HP SSD S750 1TB 2.5" Review (SATA3)
Granted, NVMe SSDs are where it's at in this business. But add-in SATA3 based SSDs still can make a lot of sense for your movies, or game collection if priced right of course. BiWin, the company that fabricates HP SSDs (and other products), has more recently announced the HP S750 2.5-inch SSD Series. Available in 256GB, 512GB, and 1TB, these drives have been fitted with new 96-layer NAND and reach read speeds up to 560 MB/sec. Even the smallest version reaches 520 MB/sec on writes with IOPS 4K writes being in an 80K range. These SSDs are low lower, in idle they consume just 0.4 Watts and in full use roughly 2 Watts. The units are backed with a three-year warranty, the TBW values correspondingly in volume size are 160 TBW, 320 TBW, and 650 TBW for the 1TB model. I am awaiting confirmation on pricing.
The series offers decent enough speed (for a SATA3 unit) and remains competitive in pricing. As you guys know, we've been testing NAND Flash-based storage ever since the very beginning, and it is surprising to see where we have gotten. The SSD market is fierce and crowded though. While stability and safety of your data have become a number one priority for the manufacturers, the technology keeps advancing at as fast a pace as it does, the performance numbers a good SSD offers these days are simply breathtaking! You get between 450 MB/s to 500 MB/sec on SATA3 which is the norm for a single controller based SSD. Next to that, over the past year, NAND flash memory (the storage memory used inside an SSD) has become much cheaper as well. A really good SSD can be found under 25 cents per GB. With parties like Samsung, Toshiba and Micron the prices have now dropped towards and below the 20 cents per GB marker. This means that SSD technology and NAND storage has gone mainstream and due to the lower prices, the volume sizes go up as well. A couple of years ago a 64 GB SSD was hot stuff, then slowly we moved to 120 GB, last year 240 GB for an SSD in a PC was the norm, this upcoming year we'll transition slowly to roughly 1TB per SSD as the norm with sub 150 USD prices. With the market being so huge, fierce and competitive, it brought us to where we are today... nice volume SSDs at acceptable prices with very fast performance. Not one test system in my lab has a HDD anymore, everything runs on SSD while I receive and retrieve my bigger chunks of data from a NAS server here in the office. The benefits are performance, speed, low power consumption and no noise.

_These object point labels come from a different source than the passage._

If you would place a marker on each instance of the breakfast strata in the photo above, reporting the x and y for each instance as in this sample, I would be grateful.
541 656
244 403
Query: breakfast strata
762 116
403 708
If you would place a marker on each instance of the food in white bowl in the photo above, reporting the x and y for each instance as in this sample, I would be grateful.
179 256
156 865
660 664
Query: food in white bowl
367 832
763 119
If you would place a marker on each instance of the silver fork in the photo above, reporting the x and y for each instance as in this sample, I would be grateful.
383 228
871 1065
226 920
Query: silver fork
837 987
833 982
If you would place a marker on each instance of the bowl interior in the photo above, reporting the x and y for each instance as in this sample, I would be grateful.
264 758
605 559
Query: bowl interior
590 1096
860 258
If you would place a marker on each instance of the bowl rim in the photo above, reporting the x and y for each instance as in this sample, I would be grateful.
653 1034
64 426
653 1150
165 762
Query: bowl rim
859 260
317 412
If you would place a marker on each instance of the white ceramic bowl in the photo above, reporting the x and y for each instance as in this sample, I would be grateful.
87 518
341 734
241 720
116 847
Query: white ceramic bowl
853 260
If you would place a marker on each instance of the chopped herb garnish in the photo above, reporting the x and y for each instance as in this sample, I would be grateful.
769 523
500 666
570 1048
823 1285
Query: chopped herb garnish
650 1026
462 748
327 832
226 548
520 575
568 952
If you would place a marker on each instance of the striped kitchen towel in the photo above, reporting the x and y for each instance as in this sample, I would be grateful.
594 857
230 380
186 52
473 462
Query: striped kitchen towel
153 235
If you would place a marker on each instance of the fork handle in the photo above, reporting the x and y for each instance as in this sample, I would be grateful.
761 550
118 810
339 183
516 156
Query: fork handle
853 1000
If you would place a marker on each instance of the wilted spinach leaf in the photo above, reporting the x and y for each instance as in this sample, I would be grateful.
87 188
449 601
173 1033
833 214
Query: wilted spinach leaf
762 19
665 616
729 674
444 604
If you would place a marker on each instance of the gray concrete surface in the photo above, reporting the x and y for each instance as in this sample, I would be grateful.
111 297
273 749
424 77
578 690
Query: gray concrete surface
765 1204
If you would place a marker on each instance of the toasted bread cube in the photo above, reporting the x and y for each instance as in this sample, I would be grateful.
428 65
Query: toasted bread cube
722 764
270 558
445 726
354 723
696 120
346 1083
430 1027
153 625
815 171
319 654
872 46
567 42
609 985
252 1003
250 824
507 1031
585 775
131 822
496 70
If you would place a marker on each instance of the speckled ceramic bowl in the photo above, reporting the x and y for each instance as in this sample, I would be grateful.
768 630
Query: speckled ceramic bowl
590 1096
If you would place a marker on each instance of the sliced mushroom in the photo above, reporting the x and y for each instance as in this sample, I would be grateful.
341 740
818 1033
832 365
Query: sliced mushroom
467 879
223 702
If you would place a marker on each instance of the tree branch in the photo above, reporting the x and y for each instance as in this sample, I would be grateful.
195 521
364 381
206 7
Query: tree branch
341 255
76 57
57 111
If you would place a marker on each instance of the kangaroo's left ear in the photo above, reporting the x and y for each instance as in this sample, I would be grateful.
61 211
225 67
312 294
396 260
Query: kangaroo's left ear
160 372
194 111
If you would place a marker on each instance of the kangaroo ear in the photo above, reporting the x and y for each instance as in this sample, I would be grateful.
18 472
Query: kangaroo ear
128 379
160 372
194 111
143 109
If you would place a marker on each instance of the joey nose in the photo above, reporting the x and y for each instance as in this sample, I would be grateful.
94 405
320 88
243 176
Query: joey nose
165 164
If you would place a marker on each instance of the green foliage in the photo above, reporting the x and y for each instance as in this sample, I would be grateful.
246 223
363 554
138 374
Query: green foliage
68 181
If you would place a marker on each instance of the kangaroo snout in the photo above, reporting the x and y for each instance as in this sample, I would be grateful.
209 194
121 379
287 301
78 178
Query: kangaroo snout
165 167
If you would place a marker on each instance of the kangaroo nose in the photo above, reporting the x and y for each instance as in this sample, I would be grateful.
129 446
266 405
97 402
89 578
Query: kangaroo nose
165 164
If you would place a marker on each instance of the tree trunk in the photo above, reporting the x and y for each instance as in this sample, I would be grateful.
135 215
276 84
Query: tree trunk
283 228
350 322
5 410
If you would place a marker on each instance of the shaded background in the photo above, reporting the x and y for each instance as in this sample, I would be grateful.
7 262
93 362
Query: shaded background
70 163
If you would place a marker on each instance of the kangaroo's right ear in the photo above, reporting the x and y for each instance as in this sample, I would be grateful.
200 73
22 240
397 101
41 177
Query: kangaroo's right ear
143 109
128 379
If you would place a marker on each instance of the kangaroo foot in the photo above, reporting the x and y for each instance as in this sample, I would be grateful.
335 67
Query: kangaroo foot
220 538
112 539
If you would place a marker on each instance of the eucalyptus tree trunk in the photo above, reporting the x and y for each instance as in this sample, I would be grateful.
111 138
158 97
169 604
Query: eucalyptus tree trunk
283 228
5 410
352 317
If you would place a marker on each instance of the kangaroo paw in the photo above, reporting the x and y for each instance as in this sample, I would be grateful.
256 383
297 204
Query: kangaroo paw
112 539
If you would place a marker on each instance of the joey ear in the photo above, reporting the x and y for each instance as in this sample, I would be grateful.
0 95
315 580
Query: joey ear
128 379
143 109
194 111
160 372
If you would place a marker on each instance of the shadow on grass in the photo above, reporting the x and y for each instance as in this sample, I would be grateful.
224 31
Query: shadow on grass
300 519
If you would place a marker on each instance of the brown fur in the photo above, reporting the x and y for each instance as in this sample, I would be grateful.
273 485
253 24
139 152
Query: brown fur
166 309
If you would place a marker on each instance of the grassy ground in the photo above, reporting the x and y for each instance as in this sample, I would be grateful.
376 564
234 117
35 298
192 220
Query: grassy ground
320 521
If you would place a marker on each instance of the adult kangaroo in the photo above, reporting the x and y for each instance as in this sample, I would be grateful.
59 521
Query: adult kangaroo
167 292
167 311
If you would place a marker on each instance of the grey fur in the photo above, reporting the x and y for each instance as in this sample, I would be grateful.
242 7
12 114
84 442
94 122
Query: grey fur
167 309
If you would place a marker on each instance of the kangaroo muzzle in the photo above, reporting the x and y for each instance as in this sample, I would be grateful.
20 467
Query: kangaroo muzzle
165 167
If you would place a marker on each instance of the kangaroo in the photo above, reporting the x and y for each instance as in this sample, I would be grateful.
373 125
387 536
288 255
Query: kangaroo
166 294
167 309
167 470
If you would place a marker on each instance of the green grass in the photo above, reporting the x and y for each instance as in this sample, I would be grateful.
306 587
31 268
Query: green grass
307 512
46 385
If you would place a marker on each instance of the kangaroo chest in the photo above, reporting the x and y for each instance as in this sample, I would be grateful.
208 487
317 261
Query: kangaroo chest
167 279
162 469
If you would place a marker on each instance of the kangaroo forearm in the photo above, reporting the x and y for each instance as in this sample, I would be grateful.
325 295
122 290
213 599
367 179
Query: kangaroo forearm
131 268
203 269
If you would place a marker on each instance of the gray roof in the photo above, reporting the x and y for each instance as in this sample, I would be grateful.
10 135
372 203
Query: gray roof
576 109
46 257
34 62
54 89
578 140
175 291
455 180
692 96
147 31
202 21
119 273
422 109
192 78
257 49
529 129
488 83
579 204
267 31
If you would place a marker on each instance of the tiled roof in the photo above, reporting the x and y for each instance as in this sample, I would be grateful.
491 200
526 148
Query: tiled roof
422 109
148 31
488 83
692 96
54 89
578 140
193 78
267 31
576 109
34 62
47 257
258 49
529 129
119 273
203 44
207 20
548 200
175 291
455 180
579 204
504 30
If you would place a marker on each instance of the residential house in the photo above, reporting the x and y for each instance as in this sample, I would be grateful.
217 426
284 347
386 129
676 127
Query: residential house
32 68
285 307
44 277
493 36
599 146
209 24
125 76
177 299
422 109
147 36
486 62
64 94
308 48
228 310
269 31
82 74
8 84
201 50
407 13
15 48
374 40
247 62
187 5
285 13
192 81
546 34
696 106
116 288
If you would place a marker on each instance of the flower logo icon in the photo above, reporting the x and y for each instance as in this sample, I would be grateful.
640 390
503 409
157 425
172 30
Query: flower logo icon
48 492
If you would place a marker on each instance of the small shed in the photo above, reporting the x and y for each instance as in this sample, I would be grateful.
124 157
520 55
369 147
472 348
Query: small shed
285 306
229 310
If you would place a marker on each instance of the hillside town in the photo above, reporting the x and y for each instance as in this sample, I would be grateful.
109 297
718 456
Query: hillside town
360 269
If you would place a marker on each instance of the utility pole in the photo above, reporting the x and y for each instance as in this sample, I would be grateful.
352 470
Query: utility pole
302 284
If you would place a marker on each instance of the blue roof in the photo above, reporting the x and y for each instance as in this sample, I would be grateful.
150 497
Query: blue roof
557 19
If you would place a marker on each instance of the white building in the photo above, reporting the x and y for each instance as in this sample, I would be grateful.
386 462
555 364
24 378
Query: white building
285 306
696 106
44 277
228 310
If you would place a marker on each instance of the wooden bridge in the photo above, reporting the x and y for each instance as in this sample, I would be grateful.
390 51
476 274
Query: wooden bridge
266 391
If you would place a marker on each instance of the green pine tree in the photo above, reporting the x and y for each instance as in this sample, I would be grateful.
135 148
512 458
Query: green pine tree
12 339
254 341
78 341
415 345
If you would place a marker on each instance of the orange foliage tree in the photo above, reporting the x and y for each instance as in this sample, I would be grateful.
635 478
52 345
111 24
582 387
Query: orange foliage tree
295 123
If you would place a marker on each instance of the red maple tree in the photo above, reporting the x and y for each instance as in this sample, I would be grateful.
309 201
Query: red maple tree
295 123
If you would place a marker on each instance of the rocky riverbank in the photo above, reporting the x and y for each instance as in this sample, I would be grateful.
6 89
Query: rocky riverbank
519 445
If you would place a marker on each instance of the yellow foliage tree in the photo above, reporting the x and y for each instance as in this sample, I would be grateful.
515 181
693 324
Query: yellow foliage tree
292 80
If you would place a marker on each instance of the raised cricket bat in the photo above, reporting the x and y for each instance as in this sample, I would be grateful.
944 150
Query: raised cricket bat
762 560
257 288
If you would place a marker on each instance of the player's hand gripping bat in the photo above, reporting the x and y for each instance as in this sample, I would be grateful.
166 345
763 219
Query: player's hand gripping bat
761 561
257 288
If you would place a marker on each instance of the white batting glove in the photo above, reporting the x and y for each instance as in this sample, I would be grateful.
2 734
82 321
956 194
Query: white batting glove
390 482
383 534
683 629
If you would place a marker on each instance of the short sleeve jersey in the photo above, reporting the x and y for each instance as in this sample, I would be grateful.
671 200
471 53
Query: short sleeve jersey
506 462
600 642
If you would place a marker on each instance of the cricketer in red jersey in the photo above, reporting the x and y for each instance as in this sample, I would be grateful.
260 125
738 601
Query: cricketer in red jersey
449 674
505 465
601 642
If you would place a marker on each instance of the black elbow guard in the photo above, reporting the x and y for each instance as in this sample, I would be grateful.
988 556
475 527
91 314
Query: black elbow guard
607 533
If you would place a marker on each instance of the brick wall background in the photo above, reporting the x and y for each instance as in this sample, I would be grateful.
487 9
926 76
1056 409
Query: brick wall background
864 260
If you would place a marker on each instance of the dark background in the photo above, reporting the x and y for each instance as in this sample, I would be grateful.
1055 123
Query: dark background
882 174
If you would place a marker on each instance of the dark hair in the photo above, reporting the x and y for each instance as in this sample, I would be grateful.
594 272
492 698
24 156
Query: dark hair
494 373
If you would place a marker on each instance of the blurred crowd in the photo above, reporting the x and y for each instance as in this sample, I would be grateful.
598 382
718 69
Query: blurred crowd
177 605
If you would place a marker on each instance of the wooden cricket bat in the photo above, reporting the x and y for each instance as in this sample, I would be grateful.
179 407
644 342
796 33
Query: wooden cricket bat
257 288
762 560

HP historically has been making use of Micron for the NAND memory (the company behind Crucial). These drives are based on vertically stacked NAND (also referred to as 3D NAND, even 96-layers) and are now available multiple capacities. With a low power design, this drive will be among the mainstream to fastest SSDs we have ever tested. It’s not just about performance though, these units manage 560 MB/s and write speeds of up to 520 MB/s with 4K IOPS of performance in the 75K ranges for both reads and writes. Paired towards a Proprietary but refurbished HP controller. The unit is making use of a dynamic SLC written buffer which will keep the TLC effect far away and keep performance high during high burst write workloads. HP guarantees this SSD for 3 years under warranty, that or 650 TB written.